The horrific part is blood, guts, aliens and more aliens and an unraveling of plot.  It’s hard to be emotionally involved with these aliens with their blood that melts metal, and their complete lack of feeling.  The aliens are simply monsters. There is no passion, just the instinct to kill people.  Aliens erupt from human bellies; guts and blood poured forth all over the screen.  I wonder how many gallons of blood they used for this movie? The last movie made me want to see more Prometheus.  Now I’m not sure.  The other alien movies were sustained by our relationship with Ripley.  No one is alive for us to follow to the next movie.  It was an alien bloodbath.

Published in: on May 25, 2017 at 8:57 pm  Leave a Comment  

When are you coming home?

I’m on Amtrak getting ready to go to San Diego to hear the rehearsal for Imagine Dead Imagine

remembering the three years I came down every week to teach my students at San Diego State MFA who were terrific. I like the train lilting down the tracks, the part where you see the ocean rushing by and Mark would make me chicken drumsticks for the trip. Today I have only hard boiled eggs and an apple. But it will be fine.  I like being hungry on the train. It feels good.


My friend Karen Shoemaker is thinking of coming to California by train from the Midwest, and if she does, she’ll be snug in her berth writing her heart out, but also reading, staring out the window and reminding men on the train that she’s married. Part of Karen’s novel, Meaning of Names happens on a train, so I think she’s always figuring out ways to get back to the train and the story. We’ve taken off now in the early morning light.  This is one of the newer smoother trains, so I can read and type pretty easily.  The old ones are so bumpy you feel like your brain is being jarred.  I have five manuscripts to edit so no window gazing for me. Well maybe a little.  I’m on the ocean side, and the ocean is always talking to me and in the immortal words of Brendan Constantine,

“Oh yes, the oceans.

They asked what they always ask

And I promised I’d repeat it,

Why do you never call?

                                When are you coming home?”

Published in: on May 25, 2017 at 5:17 am  Leave a Comment  

Living in the Weather of the World, Richard Bausch is such an amazing collection of stories that it takes your breath away. If I had written either “Veterans Night” or “The Knoll,” I could just hang it up.  I could just start whistling “We are the champions,” I could start dancing in the streets.  When you are reading Bausch, you are in the hands of a master.  His writing is so good, you feel like you are in a hammock rocking back and forth.


My favorite Bausch book has always been Peace,


but now this book? The short story collection blew me away.  Bausch is a master of his craft.  These are the stories of the compressed life.  Read it and flex your writing hands. Have courage, young Skywalker.

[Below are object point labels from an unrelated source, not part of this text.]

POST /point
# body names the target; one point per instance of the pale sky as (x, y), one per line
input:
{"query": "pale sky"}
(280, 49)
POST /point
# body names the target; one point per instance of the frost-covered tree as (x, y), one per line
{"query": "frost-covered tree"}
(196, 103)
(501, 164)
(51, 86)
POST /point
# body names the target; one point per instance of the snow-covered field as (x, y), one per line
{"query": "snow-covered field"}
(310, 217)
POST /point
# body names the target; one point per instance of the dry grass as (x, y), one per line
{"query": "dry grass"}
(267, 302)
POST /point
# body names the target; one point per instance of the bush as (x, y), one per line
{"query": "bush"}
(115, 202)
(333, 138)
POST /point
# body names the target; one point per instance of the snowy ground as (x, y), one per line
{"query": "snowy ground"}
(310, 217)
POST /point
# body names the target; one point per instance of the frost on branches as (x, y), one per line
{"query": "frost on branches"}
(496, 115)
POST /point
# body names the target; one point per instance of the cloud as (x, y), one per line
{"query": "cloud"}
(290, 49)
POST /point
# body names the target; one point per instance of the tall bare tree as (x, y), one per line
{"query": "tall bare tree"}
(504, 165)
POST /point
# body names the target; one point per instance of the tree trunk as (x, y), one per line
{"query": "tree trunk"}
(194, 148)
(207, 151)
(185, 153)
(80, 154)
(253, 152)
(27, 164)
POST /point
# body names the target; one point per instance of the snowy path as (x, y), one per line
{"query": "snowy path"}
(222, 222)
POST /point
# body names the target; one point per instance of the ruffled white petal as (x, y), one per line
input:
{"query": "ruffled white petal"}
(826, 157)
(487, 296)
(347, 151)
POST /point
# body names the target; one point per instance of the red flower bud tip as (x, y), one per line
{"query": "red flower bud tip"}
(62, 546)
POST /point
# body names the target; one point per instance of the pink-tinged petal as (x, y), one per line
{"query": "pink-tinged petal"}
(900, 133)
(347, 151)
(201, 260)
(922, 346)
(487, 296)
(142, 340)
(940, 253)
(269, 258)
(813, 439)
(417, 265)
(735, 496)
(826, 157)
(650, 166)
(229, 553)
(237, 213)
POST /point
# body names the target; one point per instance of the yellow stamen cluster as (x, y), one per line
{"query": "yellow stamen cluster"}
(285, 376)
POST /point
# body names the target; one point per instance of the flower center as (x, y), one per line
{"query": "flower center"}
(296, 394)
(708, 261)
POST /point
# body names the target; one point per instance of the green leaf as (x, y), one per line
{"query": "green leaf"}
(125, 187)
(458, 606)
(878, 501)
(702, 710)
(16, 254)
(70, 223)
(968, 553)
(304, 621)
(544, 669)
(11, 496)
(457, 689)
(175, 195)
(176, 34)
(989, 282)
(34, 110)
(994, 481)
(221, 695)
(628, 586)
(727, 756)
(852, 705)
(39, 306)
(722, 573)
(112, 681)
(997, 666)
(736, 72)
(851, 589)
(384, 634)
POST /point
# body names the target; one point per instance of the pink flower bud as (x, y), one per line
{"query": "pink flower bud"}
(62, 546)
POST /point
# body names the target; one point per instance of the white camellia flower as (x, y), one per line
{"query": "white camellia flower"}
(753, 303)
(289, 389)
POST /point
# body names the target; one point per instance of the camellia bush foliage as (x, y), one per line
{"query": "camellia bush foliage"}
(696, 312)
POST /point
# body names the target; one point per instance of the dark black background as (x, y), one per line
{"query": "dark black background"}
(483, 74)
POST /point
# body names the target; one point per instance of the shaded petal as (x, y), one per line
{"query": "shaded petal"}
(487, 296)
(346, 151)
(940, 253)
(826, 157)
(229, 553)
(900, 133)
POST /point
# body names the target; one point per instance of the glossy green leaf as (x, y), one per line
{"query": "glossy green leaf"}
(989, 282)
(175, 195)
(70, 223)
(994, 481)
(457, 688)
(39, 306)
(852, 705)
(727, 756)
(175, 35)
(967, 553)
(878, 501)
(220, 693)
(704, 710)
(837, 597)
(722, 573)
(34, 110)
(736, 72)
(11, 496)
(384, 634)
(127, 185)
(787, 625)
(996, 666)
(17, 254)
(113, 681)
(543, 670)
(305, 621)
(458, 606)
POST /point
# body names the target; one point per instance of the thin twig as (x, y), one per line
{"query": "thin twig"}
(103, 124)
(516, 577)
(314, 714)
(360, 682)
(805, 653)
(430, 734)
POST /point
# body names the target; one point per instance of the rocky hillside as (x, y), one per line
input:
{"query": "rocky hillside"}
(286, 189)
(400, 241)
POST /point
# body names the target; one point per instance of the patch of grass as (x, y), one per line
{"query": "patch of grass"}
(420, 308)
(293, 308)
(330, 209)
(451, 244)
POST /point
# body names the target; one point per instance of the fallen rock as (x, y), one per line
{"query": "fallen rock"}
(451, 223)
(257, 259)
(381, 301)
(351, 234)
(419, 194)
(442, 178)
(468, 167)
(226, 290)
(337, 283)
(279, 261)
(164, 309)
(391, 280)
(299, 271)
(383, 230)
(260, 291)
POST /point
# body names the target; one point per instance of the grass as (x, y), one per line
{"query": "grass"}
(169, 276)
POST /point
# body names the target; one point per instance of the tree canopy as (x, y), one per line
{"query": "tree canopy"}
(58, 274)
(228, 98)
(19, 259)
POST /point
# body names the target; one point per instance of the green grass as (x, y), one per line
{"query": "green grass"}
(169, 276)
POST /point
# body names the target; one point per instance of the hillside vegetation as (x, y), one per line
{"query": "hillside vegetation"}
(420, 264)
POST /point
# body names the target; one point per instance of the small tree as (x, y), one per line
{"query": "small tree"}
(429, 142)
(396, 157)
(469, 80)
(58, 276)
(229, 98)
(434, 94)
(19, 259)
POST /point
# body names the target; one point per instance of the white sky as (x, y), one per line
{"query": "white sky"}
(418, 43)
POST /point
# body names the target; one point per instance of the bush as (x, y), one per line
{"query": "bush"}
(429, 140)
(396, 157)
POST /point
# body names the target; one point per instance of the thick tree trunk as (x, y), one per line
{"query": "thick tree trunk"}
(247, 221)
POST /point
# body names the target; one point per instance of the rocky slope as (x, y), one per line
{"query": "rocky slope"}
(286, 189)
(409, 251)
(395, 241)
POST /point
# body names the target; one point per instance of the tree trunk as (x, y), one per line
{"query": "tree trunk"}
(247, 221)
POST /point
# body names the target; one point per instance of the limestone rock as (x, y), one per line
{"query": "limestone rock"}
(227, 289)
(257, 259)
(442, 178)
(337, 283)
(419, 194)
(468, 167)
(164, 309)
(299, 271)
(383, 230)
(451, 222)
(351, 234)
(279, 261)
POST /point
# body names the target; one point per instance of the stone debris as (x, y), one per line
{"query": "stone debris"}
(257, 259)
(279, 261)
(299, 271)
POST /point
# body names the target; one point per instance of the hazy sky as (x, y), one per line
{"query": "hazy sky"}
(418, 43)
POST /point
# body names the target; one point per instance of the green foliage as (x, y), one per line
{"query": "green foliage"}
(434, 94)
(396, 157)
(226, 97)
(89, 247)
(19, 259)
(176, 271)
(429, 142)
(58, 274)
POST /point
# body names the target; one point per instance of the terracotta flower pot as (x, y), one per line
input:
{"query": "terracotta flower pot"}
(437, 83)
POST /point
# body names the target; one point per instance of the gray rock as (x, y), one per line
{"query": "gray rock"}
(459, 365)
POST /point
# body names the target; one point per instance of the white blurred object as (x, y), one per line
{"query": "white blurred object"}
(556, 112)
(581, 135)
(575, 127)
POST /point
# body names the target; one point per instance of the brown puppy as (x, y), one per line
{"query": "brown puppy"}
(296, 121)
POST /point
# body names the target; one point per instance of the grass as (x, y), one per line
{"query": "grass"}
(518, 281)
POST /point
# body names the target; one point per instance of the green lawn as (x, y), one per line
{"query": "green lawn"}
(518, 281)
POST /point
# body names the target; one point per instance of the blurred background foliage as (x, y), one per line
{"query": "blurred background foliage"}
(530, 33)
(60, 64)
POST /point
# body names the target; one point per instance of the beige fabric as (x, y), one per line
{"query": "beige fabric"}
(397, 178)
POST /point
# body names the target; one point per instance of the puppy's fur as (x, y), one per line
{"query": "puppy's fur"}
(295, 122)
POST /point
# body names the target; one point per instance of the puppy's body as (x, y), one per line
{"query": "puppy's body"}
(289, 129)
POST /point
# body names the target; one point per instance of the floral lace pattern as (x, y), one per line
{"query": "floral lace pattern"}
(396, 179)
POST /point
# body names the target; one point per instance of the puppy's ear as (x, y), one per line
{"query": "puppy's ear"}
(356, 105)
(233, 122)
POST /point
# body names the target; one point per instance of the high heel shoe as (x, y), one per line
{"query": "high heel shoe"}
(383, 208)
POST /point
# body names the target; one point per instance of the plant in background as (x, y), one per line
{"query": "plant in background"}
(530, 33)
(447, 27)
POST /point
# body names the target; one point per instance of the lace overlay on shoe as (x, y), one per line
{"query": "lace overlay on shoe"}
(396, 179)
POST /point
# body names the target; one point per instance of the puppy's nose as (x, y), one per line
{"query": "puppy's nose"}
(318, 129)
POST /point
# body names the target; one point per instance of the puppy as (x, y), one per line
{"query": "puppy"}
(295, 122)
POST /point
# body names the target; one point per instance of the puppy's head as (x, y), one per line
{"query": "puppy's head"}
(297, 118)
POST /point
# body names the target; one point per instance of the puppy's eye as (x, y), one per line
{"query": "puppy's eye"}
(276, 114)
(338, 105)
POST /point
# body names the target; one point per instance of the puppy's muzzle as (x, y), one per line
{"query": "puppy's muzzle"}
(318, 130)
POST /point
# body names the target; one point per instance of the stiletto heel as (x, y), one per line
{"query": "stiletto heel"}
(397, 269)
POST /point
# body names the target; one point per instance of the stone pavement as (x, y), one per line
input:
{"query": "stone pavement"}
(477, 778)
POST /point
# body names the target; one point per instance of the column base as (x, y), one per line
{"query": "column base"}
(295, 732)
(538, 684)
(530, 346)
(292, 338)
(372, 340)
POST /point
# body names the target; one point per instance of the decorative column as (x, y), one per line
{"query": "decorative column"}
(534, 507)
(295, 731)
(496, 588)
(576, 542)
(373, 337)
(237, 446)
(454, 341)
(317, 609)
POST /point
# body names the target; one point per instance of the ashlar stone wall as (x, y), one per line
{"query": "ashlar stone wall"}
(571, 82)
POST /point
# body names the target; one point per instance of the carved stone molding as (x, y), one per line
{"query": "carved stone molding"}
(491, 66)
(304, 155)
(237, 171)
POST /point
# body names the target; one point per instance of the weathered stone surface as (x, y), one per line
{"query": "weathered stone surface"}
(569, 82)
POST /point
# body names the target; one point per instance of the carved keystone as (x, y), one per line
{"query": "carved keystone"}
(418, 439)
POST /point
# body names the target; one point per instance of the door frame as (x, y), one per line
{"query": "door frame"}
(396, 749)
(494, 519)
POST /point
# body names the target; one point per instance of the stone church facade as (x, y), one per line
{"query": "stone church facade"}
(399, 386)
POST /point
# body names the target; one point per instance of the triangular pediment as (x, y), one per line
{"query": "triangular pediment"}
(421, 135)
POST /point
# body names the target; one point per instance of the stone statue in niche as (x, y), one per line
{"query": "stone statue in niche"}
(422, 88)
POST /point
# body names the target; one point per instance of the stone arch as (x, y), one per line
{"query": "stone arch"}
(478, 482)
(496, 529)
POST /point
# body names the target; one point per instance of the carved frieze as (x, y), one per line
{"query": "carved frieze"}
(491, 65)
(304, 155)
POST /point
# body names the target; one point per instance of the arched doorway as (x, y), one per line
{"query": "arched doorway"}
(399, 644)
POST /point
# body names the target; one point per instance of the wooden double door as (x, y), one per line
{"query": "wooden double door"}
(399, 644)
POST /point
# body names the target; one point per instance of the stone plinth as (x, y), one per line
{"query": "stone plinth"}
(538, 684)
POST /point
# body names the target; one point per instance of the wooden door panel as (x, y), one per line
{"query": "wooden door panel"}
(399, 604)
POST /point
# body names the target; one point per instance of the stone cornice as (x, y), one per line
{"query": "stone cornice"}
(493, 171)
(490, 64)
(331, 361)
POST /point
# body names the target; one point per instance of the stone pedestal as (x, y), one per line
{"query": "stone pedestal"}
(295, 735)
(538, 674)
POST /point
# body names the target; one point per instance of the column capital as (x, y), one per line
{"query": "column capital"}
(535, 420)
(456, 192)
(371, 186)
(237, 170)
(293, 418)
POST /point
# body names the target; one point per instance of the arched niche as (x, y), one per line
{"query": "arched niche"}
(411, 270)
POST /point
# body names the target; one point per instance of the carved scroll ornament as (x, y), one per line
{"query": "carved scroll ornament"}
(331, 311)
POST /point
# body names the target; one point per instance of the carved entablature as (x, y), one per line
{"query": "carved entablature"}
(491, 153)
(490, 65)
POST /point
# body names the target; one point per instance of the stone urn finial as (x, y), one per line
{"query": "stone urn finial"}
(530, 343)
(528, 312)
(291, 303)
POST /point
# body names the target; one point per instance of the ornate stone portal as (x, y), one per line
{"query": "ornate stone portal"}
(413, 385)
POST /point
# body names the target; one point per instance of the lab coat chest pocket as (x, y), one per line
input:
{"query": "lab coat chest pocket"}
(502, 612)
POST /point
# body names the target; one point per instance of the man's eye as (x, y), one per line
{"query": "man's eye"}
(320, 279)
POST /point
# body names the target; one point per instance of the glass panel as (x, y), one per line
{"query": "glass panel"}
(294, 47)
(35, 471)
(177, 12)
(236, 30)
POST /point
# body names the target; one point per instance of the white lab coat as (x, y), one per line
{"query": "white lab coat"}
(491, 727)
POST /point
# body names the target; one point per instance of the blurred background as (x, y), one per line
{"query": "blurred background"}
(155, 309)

Published in: on May 9, 2017 at 9:43 pm  Leave a Comment  


Nutshell by Ian McEwan is a book you don’t want to miss.  The whole book is told from the point of view of a babe in the womb.  The baby hears a murder planned, and his mother is in on the plan.  His mother is ready to kill, she’s ready to get blood on her hands, ready to kill the baby’s father.  You keep reading and it takes a while before you’re inside one of the greatest stories of English literature, Hamlet.  Gertrude my darling, why do you whet your knife as your belly swells? This has got to be one of the most fun books Ian McEwan has ever written.  You are inside your mother’s womb in the wet and slime of it, listening to the murder plans. You put the book down for a minute? You can’t wait to get back.